L'Indice de l'industrialisation en Afrique 2025 (IIA 2025), publié par la Banque africaine de développement (BAD) en partenariat avec l'Union africaine et l'ONUDI, évalue le développement industriel des 54 pays du continent sur la période 2010–2024. À l'échelle sous-régionale, l'Afrique de l'Ouest affiche un score moyen de 0,5136 en 2024, contre 0,5445 pour l'ensemble du continent africain. L'écart avec l'Afrique du Nord, région la plus industrialisée du continent (0,6891), demeure structurel.

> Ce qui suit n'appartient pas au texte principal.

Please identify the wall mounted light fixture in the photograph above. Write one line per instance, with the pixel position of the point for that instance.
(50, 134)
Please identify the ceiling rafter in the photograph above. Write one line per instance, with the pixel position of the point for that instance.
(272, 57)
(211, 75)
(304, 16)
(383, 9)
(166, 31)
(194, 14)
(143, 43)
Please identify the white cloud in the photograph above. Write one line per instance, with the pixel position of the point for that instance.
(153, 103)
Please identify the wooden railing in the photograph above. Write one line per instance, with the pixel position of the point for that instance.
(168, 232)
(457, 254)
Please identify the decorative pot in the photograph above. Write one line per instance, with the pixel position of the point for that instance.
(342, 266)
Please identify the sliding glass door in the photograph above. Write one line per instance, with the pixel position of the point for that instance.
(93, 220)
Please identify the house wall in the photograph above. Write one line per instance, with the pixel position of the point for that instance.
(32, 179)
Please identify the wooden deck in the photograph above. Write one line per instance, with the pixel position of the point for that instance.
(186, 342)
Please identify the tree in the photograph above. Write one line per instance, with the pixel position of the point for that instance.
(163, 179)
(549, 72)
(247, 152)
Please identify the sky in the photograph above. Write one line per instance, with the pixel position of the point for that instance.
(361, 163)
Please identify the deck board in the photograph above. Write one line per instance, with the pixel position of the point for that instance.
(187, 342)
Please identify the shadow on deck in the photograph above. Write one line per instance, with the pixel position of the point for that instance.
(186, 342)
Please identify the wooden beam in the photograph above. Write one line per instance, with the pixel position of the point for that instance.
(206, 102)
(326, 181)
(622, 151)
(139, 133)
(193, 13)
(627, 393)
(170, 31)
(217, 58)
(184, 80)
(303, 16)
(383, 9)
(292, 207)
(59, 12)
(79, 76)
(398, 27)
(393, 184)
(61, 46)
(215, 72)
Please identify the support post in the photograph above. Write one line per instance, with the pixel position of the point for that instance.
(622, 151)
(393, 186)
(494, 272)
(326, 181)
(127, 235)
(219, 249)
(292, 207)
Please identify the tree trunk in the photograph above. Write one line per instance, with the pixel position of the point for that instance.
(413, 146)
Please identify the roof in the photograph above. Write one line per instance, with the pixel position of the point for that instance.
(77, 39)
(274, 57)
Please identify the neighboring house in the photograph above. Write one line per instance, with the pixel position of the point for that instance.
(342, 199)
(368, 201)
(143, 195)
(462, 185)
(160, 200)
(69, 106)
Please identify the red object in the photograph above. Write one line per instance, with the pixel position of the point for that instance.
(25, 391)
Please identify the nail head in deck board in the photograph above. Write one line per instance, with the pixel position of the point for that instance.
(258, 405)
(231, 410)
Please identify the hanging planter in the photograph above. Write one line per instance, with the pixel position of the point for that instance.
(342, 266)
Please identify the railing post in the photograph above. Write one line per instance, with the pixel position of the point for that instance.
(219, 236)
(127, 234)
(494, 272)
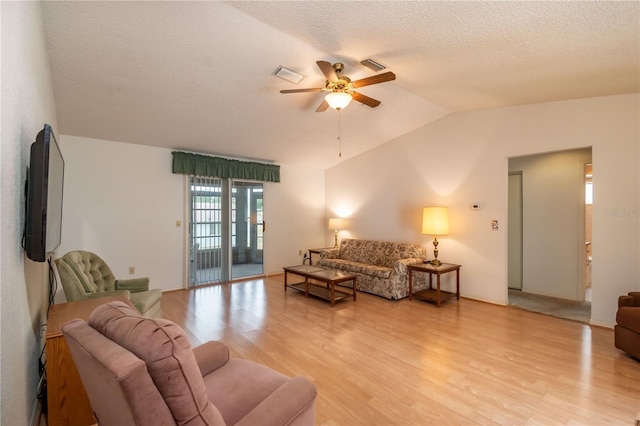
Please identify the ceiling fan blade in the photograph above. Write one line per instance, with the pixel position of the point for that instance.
(327, 70)
(302, 90)
(323, 106)
(365, 99)
(375, 79)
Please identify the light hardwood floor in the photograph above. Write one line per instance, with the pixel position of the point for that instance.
(381, 362)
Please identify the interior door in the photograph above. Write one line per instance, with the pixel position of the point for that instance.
(515, 231)
(247, 231)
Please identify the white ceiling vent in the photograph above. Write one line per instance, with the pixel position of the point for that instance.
(289, 75)
(372, 64)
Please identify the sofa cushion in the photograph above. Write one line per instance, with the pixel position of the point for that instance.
(356, 267)
(380, 253)
(166, 350)
(629, 318)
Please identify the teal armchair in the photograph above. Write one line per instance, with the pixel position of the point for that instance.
(85, 275)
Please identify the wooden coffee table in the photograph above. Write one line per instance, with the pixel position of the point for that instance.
(328, 276)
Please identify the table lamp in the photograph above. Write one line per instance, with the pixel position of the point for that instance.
(435, 221)
(336, 224)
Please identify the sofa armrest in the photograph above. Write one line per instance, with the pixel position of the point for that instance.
(636, 297)
(400, 266)
(210, 356)
(134, 285)
(333, 253)
(627, 300)
(283, 405)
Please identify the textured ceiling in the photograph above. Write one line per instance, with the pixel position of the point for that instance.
(198, 76)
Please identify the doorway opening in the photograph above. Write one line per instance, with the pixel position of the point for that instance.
(549, 233)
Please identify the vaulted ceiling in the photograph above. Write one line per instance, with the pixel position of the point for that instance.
(199, 76)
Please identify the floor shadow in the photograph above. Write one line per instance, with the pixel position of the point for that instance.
(560, 308)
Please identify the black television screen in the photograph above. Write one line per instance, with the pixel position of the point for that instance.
(43, 221)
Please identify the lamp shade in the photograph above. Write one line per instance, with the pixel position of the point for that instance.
(435, 220)
(338, 100)
(336, 223)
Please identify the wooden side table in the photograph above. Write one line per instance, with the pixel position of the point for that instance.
(434, 295)
(67, 401)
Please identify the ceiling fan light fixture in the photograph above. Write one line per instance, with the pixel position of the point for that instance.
(338, 100)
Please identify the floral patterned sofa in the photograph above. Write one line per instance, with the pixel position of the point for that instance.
(381, 266)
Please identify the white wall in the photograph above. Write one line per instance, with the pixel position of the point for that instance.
(462, 158)
(553, 222)
(27, 103)
(122, 202)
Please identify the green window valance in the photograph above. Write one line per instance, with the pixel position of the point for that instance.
(205, 165)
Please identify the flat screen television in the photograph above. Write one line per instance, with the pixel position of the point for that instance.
(43, 221)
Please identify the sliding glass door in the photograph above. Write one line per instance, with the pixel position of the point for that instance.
(226, 230)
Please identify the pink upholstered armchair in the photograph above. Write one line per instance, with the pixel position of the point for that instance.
(141, 371)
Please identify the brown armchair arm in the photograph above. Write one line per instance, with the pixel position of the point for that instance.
(106, 293)
(283, 405)
(210, 356)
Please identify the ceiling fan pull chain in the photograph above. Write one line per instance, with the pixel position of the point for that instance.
(340, 133)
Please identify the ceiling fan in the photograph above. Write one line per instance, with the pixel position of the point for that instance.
(341, 88)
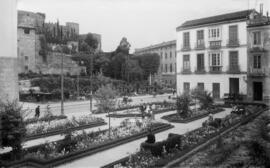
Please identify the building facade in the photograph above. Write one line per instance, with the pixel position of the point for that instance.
(258, 58)
(211, 54)
(167, 52)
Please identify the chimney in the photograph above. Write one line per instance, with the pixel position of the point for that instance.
(261, 9)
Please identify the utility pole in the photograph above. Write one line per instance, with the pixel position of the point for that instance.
(91, 83)
(62, 83)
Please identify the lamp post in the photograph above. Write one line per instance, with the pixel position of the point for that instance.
(91, 83)
(62, 83)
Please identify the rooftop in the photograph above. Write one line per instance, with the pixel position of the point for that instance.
(215, 19)
(163, 44)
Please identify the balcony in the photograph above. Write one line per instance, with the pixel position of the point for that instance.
(233, 43)
(199, 45)
(199, 70)
(214, 45)
(233, 69)
(215, 69)
(257, 48)
(185, 48)
(186, 71)
(257, 72)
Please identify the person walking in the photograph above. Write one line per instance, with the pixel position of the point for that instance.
(37, 112)
(150, 137)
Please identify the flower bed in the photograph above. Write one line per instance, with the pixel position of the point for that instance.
(191, 142)
(245, 146)
(137, 113)
(195, 116)
(45, 119)
(77, 146)
(128, 107)
(43, 129)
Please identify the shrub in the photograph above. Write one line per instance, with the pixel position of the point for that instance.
(13, 129)
(182, 105)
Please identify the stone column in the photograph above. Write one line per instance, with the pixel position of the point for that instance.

Sénégal et Côte d'Ivoire en tête, Bénin en progression constante
Sur les seize pays ouest-africains inclus dans l'indice, deux atteignent le quintile supérieur en 2024 : le Sénégal (0,6368) et la Côte d'Ivoire (0,6173). Le Sénégal enregistre la meilleure progression de la sous-région en termes de classement continental, passant de la 14e à la 8e place entre 2010 et 2024, soit un gain de six positions. La Côte d'Ivoire gagne trois rangs sur la même période, de la 13e à la 10e place.
Le Nigeria (0,5914) et le Ghana (0,5735) se maintiennent dans le quintile intermédiaire supérieur, mais leurs trajectoires divergent : le Nigeria progresse d'une position entre 2010 et 2024, tandis que le Ghana recule d'une place. Sur le sous-indice de performance – qui mesure la capacité à produire et exporter des biens manufacturés – le Nigeria affiche 0,4171 et le Ghana 0,4038, des niveaux inférieurs à ceux du Sénégal (0,4838) et de la Côte d'Ivoire (0,4614).
Le Bénin (0,5519 en 2024) figure dans le quintile intermédiaire et gagne sept places au classement continental, passant du rang 31 en 2010 au rang 24 en 2024. C'est la deuxième meilleure progression de la sous-région après la RDC à l'échelle continentale, et la première en Afrique de l'Ouest. Le Togo (0,5479) suit, également dans le quintile intermédiaire, avec un recul d'une position au classement.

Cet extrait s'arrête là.